Deux choses coincent avec la Dernière Fleur. D’une, la niaiserie. Adolescent, j’ai connu des adultes persuadés que si les nazis étaient devenus nazis, c’est parce qu’ils manquaient de culture. Les mêmes pensaient qu’internet résoudrait la pauvreté, abolirait la haine et permettrait à tous de ne plus travailler qu’une dizaine d’heures par semaine. En classe de CE2, j’ai bravement apporté mon kilogramme de riz à l’école. Et la Dernière fleur, c’est ça : l’opération « Du riz pour la Somalie » de la littérature.
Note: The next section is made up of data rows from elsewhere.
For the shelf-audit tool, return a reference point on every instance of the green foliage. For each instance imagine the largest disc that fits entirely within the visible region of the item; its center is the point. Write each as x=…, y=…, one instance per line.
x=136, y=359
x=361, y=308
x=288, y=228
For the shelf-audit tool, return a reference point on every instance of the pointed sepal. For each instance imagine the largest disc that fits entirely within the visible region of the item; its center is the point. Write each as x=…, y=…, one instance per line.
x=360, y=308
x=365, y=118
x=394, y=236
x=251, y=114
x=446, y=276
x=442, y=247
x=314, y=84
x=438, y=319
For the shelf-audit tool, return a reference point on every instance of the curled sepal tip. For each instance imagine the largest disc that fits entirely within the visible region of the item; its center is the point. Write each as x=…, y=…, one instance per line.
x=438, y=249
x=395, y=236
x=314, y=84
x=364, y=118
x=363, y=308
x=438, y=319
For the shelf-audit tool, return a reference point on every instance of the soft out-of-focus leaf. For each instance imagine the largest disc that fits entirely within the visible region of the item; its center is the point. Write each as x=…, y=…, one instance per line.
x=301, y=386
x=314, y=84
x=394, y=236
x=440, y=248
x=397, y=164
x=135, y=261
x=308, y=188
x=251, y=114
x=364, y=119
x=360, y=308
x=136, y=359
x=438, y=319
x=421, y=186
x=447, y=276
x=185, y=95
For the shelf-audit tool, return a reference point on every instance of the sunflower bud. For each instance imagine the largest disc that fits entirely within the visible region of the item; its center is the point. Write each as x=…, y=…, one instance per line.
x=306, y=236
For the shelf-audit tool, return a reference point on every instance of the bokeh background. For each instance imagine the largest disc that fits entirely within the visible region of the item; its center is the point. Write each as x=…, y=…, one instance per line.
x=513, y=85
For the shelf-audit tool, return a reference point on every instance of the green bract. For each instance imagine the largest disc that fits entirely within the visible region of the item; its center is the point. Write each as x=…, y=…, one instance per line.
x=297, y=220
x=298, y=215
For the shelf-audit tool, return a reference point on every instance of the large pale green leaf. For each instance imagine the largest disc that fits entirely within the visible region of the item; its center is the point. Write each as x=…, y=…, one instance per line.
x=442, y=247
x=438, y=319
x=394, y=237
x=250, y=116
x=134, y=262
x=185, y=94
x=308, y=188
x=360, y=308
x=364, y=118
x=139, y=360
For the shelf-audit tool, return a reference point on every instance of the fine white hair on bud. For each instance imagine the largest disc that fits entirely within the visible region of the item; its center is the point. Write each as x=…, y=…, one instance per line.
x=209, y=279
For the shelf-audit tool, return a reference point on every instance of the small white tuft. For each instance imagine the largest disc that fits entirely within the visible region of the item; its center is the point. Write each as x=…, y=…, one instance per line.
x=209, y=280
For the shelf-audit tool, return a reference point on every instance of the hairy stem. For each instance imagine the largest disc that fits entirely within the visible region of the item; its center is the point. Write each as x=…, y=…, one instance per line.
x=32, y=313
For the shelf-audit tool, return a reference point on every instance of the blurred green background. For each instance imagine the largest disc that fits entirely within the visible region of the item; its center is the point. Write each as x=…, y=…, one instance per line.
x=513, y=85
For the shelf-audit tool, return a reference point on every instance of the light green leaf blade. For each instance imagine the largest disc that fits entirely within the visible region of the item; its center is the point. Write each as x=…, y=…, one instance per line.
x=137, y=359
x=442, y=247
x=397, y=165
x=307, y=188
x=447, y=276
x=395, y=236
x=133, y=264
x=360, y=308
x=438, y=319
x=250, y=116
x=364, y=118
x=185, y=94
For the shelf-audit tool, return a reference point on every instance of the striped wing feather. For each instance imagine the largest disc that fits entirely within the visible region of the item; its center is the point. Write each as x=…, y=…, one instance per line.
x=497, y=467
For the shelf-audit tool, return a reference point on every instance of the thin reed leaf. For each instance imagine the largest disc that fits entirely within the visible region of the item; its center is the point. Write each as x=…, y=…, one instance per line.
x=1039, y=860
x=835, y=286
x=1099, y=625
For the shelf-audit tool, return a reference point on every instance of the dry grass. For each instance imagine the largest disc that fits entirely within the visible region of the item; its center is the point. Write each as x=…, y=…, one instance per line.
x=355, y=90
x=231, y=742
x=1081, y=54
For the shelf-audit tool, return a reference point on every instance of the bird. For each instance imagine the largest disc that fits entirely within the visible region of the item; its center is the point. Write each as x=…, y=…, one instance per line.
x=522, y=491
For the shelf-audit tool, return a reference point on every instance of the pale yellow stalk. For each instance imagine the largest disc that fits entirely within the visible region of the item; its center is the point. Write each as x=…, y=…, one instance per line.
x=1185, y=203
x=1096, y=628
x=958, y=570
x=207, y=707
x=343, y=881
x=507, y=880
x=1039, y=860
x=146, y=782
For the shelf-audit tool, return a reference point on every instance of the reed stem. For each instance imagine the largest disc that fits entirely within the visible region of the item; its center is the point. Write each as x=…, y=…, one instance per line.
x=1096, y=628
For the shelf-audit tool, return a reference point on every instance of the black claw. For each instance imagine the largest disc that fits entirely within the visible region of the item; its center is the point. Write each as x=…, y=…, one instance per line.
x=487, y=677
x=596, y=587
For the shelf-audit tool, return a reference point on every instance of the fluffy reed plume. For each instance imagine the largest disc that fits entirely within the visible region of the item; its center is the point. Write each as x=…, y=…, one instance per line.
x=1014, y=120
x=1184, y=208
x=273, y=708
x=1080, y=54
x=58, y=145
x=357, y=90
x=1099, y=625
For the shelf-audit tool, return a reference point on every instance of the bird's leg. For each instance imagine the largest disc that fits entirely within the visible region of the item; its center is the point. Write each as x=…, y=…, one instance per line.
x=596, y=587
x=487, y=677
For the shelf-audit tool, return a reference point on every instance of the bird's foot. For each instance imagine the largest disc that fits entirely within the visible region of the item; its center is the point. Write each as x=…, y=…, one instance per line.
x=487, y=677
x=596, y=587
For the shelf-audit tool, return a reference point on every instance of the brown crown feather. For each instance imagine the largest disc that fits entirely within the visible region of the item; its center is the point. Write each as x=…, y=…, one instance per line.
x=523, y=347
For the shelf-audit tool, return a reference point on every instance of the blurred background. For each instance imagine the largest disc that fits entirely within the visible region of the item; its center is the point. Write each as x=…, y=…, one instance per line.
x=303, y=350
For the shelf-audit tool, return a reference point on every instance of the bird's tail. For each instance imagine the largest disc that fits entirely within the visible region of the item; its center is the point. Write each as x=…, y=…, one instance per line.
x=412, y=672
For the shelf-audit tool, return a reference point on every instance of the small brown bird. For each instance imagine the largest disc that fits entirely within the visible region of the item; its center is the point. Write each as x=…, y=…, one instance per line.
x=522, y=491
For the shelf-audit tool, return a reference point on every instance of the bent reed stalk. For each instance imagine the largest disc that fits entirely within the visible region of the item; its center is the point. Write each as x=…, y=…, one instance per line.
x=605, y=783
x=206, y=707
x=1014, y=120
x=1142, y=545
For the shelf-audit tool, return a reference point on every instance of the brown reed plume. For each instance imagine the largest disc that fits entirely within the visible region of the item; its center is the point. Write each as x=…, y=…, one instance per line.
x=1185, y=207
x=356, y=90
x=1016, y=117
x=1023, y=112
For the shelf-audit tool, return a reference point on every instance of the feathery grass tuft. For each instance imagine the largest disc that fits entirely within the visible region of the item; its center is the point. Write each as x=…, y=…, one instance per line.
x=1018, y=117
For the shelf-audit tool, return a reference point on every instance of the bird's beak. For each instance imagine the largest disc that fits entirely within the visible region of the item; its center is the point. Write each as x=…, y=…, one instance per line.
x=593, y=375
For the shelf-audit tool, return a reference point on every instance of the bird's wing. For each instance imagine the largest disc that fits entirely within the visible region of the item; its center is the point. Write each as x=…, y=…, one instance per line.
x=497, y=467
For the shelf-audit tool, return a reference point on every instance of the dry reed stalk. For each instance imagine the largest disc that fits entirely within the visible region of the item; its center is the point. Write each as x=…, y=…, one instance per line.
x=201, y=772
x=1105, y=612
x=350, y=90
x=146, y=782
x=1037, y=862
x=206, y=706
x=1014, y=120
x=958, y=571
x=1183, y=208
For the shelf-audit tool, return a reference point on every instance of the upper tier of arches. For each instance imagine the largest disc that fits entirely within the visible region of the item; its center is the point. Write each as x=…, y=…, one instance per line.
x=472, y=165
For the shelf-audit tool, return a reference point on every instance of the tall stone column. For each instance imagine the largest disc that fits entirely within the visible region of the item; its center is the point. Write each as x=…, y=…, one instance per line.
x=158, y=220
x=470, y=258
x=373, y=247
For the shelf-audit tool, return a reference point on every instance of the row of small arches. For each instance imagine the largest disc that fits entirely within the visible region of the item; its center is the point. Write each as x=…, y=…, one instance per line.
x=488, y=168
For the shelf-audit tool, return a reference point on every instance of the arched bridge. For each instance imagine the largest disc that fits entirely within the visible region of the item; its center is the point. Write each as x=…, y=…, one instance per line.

De deux, la pauvreté. Je ne parle pas de la pauvreté d’exécution du texte et des images : l’absence de virtuosité ne me pose pas de problème de principe, à plus forte raison dans une « parabole en images » – c’est le sous-titre. Je parle de pauvreté intellectuelle et esthétique. Sérieusement, quelle est la vision du monde proposée par le livre ? Quel est l’objet ? Dire que les militaires sont des brutes et qu’il faut aimer la nature en plantant des fleurs ? Si le pacifisme et l’écologie n’avaient pu compter que sur des artistes comme James Thurber, le monde serait déjà intégralement à feu et à sang, le Bangladesh déjà sous l’eau…
On me dira que c’est pour les enfants, bla bla bla. Ouais. Bien sûr. Et la marmotte… C’est vraiment une excuse ? Faites lire ce bouquin à un enfant, ça l’ennuiera profondément. De quoi confirmer l’avis de Michel Tournier, pour qui écrire des livres pour enfants est plus périlleux que d’écrire des livres pour adultes. À la rigueur, selon son âge, l’enfant lecteur relèvera que les personnages sont souvent tout nus, et qu’on ne voit pas leurs zizis ni leurs zézettes.
En vérité, la Dernière Fleur semble faite pour les adultes qui s’imaginent avoir une âme d’enfant. Qu’un enfant, c’est forcément simple, pour ne pas dire simplet. Même l’ectoplasmique po-wé-siiie militaire du Petit Prince est une réussite en comparaison, ne serait-ce que grâce à toutes les ouvertures que Saint-Exupéry y a ménagées, et qu’on ne trouve jamais dans cette parabole sèche et dérisoire comme une brindille.